There is a flow-metabolism coupling, with the cerebral metabolic rate (CMRO2 ) dependent upon the CBF. Local CMRO2 increases with neuronal activity, such as seizures or fever, and decreases with decreased activity as with hypothermia and anesthetic agents. When CBF decreases below autoregulation, oxygen extraction increases to maintain CMRO2 until a further decline in CBF causes compensatory mechanisms to be exhausted.

Two of the most dramatic causes of secondary injury to the brain is hypotension and hypoxemia, capable of downgrading the outcome. In man, elevation in ICP is a critical secondary insult and the single major contributor to the mortality rate encountered in TBI in humans. Any cause of increased ICP must be sought out and effectively treated.

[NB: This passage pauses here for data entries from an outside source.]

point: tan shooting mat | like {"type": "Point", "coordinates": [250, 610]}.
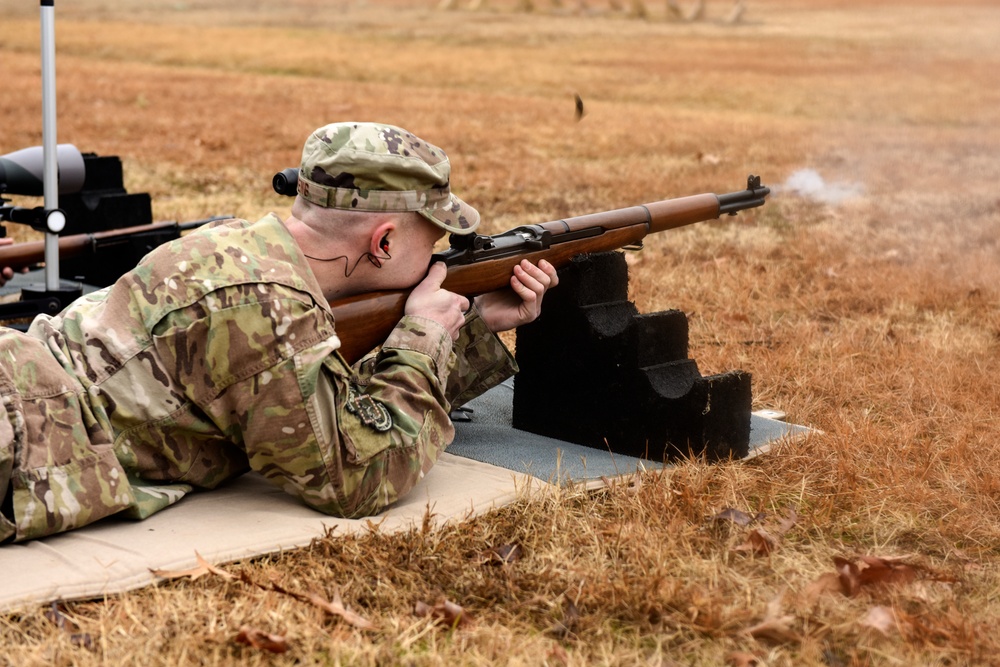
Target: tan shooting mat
{"type": "Point", "coordinates": [246, 518]}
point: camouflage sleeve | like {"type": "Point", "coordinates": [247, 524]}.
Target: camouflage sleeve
{"type": "Point", "coordinates": [343, 448]}
{"type": "Point", "coordinates": [482, 361]}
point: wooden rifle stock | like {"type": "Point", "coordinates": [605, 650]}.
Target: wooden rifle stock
{"type": "Point", "coordinates": [479, 264]}
{"type": "Point", "coordinates": [25, 255]}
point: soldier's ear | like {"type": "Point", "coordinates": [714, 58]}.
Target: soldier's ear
{"type": "Point", "coordinates": [382, 237]}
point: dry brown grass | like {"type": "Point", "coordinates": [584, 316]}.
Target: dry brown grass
{"type": "Point", "coordinates": [876, 319]}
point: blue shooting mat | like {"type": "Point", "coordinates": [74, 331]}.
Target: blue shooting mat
{"type": "Point", "coordinates": [488, 437]}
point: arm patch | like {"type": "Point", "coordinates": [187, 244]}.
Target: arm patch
{"type": "Point", "coordinates": [372, 414]}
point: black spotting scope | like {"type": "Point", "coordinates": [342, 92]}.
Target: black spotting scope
{"type": "Point", "coordinates": [21, 172]}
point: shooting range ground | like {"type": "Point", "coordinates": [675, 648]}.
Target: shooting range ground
{"type": "Point", "coordinates": [862, 298]}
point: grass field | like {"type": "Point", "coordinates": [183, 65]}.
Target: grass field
{"type": "Point", "coordinates": [863, 299]}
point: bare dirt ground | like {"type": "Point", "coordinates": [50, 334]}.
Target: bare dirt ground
{"type": "Point", "coordinates": [863, 299]}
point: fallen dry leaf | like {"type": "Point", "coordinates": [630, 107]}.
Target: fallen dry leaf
{"type": "Point", "coordinates": [259, 639]}
{"type": "Point", "coordinates": [776, 627]}
{"type": "Point", "coordinates": [759, 542]}
{"type": "Point", "coordinates": [880, 618]}
{"type": "Point", "coordinates": [740, 659]}
{"type": "Point", "coordinates": [64, 623]}
{"type": "Point", "coordinates": [200, 570]}
{"type": "Point", "coordinates": [502, 555]}
{"type": "Point", "coordinates": [736, 516]}
{"type": "Point", "coordinates": [872, 571]}
{"type": "Point", "coordinates": [788, 522]}
{"type": "Point", "coordinates": [567, 626]}
{"type": "Point", "coordinates": [337, 608]}
{"type": "Point", "coordinates": [444, 612]}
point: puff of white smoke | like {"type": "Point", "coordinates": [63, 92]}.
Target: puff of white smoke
{"type": "Point", "coordinates": [809, 184]}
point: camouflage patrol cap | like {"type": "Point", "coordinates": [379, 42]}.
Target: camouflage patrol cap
{"type": "Point", "coordinates": [378, 167]}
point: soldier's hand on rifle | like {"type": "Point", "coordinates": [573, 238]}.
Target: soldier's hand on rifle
{"type": "Point", "coordinates": [430, 301]}
{"type": "Point", "coordinates": [521, 303]}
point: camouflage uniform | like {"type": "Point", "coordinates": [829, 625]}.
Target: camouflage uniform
{"type": "Point", "coordinates": [216, 355]}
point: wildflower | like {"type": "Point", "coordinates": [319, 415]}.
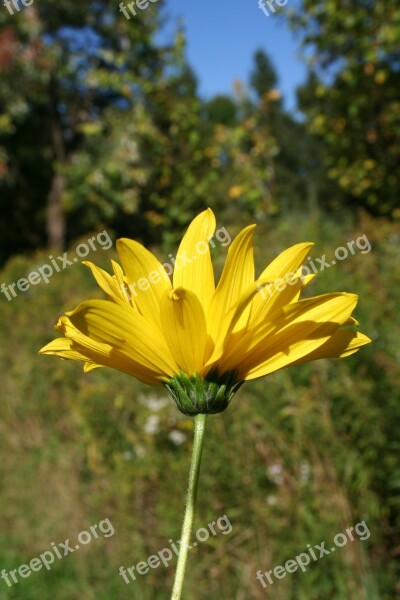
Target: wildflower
{"type": "Point", "coordinates": [203, 341]}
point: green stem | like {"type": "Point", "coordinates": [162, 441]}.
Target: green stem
{"type": "Point", "coordinates": [199, 429]}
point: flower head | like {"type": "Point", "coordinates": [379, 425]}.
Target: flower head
{"type": "Point", "coordinates": [200, 340]}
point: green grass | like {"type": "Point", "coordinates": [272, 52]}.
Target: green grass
{"type": "Point", "coordinates": [298, 456]}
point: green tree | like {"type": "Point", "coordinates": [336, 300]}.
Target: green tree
{"type": "Point", "coordinates": [352, 98]}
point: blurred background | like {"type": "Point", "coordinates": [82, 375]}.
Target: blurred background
{"type": "Point", "coordinates": [133, 126]}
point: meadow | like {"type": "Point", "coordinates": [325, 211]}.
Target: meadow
{"type": "Point", "coordinates": [297, 458]}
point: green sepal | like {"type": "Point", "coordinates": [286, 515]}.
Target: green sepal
{"type": "Point", "coordinates": [194, 395]}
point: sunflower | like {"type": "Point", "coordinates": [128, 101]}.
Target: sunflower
{"type": "Point", "coordinates": [200, 340]}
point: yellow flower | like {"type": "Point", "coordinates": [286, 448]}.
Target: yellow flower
{"type": "Point", "coordinates": [200, 340]}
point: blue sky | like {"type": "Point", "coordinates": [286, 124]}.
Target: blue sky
{"type": "Point", "coordinates": [222, 36]}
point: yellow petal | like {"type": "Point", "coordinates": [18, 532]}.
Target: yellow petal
{"type": "Point", "coordinates": [301, 328]}
{"type": "Point", "coordinates": [107, 283]}
{"type": "Point", "coordinates": [65, 349]}
{"type": "Point", "coordinates": [193, 269]}
{"type": "Point", "coordinates": [341, 344]}
{"type": "Point", "coordinates": [62, 348]}
{"type": "Point", "coordinates": [184, 327]}
{"type": "Point", "coordinates": [236, 279]}
{"type": "Point", "coordinates": [147, 278]}
{"type": "Point", "coordinates": [286, 282]}
{"type": "Point", "coordinates": [90, 366]}
{"type": "Point", "coordinates": [117, 336]}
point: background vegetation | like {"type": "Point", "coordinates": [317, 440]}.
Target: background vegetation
{"type": "Point", "coordinates": [101, 127]}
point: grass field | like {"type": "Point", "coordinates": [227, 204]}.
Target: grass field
{"type": "Point", "coordinates": [296, 459]}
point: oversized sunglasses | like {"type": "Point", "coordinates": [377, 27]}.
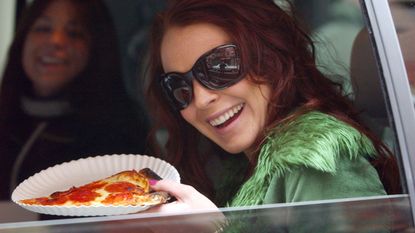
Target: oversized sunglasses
{"type": "Point", "coordinates": [216, 69]}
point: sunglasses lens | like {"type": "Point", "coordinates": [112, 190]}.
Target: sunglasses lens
{"type": "Point", "coordinates": [178, 90]}
{"type": "Point", "coordinates": [183, 95]}
{"type": "Point", "coordinates": [220, 68]}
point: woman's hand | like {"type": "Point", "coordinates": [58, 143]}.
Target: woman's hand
{"type": "Point", "coordinates": [188, 198]}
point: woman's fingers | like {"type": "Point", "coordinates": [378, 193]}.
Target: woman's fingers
{"type": "Point", "coordinates": [186, 195]}
{"type": "Point", "coordinates": [180, 191]}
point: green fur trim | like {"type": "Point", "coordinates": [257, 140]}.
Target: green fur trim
{"type": "Point", "coordinates": [313, 140]}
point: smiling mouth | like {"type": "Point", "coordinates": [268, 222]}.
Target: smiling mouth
{"type": "Point", "coordinates": [228, 117]}
{"type": "Point", "coordinates": [50, 60]}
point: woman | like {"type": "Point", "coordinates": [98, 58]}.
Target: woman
{"type": "Point", "coordinates": [242, 74]}
{"type": "Point", "coordinates": [62, 96]}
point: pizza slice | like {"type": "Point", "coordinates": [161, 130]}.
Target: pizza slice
{"type": "Point", "coordinates": [125, 188]}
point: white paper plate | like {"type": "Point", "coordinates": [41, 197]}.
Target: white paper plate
{"type": "Point", "coordinates": [82, 171]}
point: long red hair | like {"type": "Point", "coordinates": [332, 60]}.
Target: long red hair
{"type": "Point", "coordinates": [275, 50]}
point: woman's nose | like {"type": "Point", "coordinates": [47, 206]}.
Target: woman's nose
{"type": "Point", "coordinates": [59, 38]}
{"type": "Point", "coordinates": [202, 96]}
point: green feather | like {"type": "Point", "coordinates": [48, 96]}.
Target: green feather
{"type": "Point", "coordinates": [314, 140]}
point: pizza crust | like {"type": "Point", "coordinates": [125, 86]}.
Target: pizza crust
{"type": "Point", "coordinates": [126, 188]}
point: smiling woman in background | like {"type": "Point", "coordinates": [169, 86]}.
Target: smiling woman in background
{"type": "Point", "coordinates": [62, 95]}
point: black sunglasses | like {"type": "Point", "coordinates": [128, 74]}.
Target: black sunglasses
{"type": "Point", "coordinates": [216, 69]}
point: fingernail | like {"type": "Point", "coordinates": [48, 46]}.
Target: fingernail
{"type": "Point", "coordinates": [153, 182]}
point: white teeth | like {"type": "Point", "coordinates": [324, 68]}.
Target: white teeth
{"type": "Point", "coordinates": [52, 60]}
{"type": "Point", "coordinates": [226, 116]}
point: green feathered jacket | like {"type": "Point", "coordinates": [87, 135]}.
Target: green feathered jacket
{"type": "Point", "coordinates": [314, 157]}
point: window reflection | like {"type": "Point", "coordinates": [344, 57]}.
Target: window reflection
{"type": "Point", "coordinates": [403, 13]}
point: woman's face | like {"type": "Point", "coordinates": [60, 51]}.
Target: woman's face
{"type": "Point", "coordinates": [232, 117]}
{"type": "Point", "coordinates": [56, 48]}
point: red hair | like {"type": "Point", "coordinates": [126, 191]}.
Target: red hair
{"type": "Point", "coordinates": [274, 49]}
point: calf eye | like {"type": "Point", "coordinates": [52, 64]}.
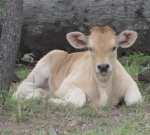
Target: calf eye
{"type": "Point", "coordinates": [114, 48]}
{"type": "Point", "coordinates": [90, 49]}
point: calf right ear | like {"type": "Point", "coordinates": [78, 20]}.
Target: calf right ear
{"type": "Point", "coordinates": [127, 38]}
{"type": "Point", "coordinates": [77, 39]}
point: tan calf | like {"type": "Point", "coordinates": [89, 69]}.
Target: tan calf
{"type": "Point", "coordinates": [95, 77]}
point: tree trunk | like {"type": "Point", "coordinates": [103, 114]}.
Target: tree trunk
{"type": "Point", "coordinates": [10, 40]}
{"type": "Point", "coordinates": [46, 22]}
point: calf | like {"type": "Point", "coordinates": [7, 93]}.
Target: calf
{"type": "Point", "coordinates": [95, 76]}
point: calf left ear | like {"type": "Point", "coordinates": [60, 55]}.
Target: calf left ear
{"type": "Point", "coordinates": [127, 38]}
{"type": "Point", "coordinates": [77, 39]}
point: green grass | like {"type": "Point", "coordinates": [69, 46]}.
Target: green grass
{"type": "Point", "coordinates": [37, 116]}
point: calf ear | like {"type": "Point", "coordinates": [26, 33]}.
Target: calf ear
{"type": "Point", "coordinates": [77, 39]}
{"type": "Point", "coordinates": [127, 38]}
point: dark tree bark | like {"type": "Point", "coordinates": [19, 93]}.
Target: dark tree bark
{"type": "Point", "coordinates": [10, 40]}
{"type": "Point", "coordinates": [46, 23]}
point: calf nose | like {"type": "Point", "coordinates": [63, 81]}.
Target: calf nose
{"type": "Point", "coordinates": [103, 67]}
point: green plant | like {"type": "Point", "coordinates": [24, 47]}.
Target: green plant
{"type": "Point", "coordinates": [134, 64]}
{"type": "Point", "coordinates": [1, 21]}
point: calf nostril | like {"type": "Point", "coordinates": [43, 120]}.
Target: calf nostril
{"type": "Point", "coordinates": [103, 67]}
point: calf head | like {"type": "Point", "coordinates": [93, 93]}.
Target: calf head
{"type": "Point", "coordinates": [102, 44]}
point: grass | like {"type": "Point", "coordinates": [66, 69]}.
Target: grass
{"type": "Point", "coordinates": [39, 117]}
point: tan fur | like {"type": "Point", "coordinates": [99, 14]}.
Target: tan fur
{"type": "Point", "coordinates": [75, 78]}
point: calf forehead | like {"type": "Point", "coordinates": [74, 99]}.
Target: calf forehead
{"type": "Point", "coordinates": [102, 37]}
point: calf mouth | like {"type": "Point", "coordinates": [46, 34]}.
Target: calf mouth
{"type": "Point", "coordinates": [104, 73]}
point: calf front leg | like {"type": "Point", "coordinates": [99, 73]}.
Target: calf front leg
{"type": "Point", "coordinates": [74, 96]}
{"type": "Point", "coordinates": [35, 85]}
{"type": "Point", "coordinates": [132, 95]}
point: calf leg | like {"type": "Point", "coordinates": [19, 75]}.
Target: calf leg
{"type": "Point", "coordinates": [35, 85]}
{"type": "Point", "coordinates": [74, 96]}
{"type": "Point", "coordinates": [132, 95]}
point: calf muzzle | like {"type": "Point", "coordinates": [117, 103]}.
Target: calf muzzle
{"type": "Point", "coordinates": [103, 67]}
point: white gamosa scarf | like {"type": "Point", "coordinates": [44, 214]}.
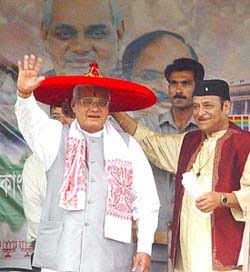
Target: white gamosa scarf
{"type": "Point", "coordinates": [119, 173]}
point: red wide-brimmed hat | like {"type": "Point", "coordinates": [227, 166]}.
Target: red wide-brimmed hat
{"type": "Point", "coordinates": [125, 95]}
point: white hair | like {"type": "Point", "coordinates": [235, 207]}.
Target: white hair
{"type": "Point", "coordinates": [113, 4]}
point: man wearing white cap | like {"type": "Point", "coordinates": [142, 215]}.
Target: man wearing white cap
{"type": "Point", "coordinates": [212, 167]}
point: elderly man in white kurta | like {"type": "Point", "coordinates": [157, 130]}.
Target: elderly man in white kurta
{"type": "Point", "coordinates": [98, 180]}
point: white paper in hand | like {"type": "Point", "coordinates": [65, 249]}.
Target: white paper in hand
{"type": "Point", "coordinates": [189, 181]}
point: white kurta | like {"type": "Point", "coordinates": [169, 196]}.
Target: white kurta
{"type": "Point", "coordinates": [33, 191]}
{"type": "Point", "coordinates": [43, 134]}
{"type": "Point", "coordinates": [195, 226]}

Physical and neurologic examination

It is important to look for external and internal evidence of trauma. Evidence of hypoxia or cyanosis, echymosis or petechiation, or cardiac or respiratory insufficiency warrants investigation for metabolic etiologies. Retinal exam findings of hemorrhage or distended vessels suggests hypertension or coagulopathy; papilledema suggests cerebral edema; retinal detachment suggests infectious, neoplastic or hypertensive causes. Bradycardia reflects midbrain, pontine or medullary pathology. Evidence of blood around the ears, eyes and nose can reflect trauma severe enough to cause intracranial bleeding. Palpation of the skull can reveal compression fractures that require surgical decompression. When trauma is the cause, careful examination is necessary to detect life-threatening pneumothorax, hemothorax, pulmonary contusions, cardiac arrhythmias, internal bleeding, external bleeding, fractures, and shock. Rapid, irregular breathing patterns with or without cyanosis can suggest respiratory compromise or thromboembolic disease and hypoxemia.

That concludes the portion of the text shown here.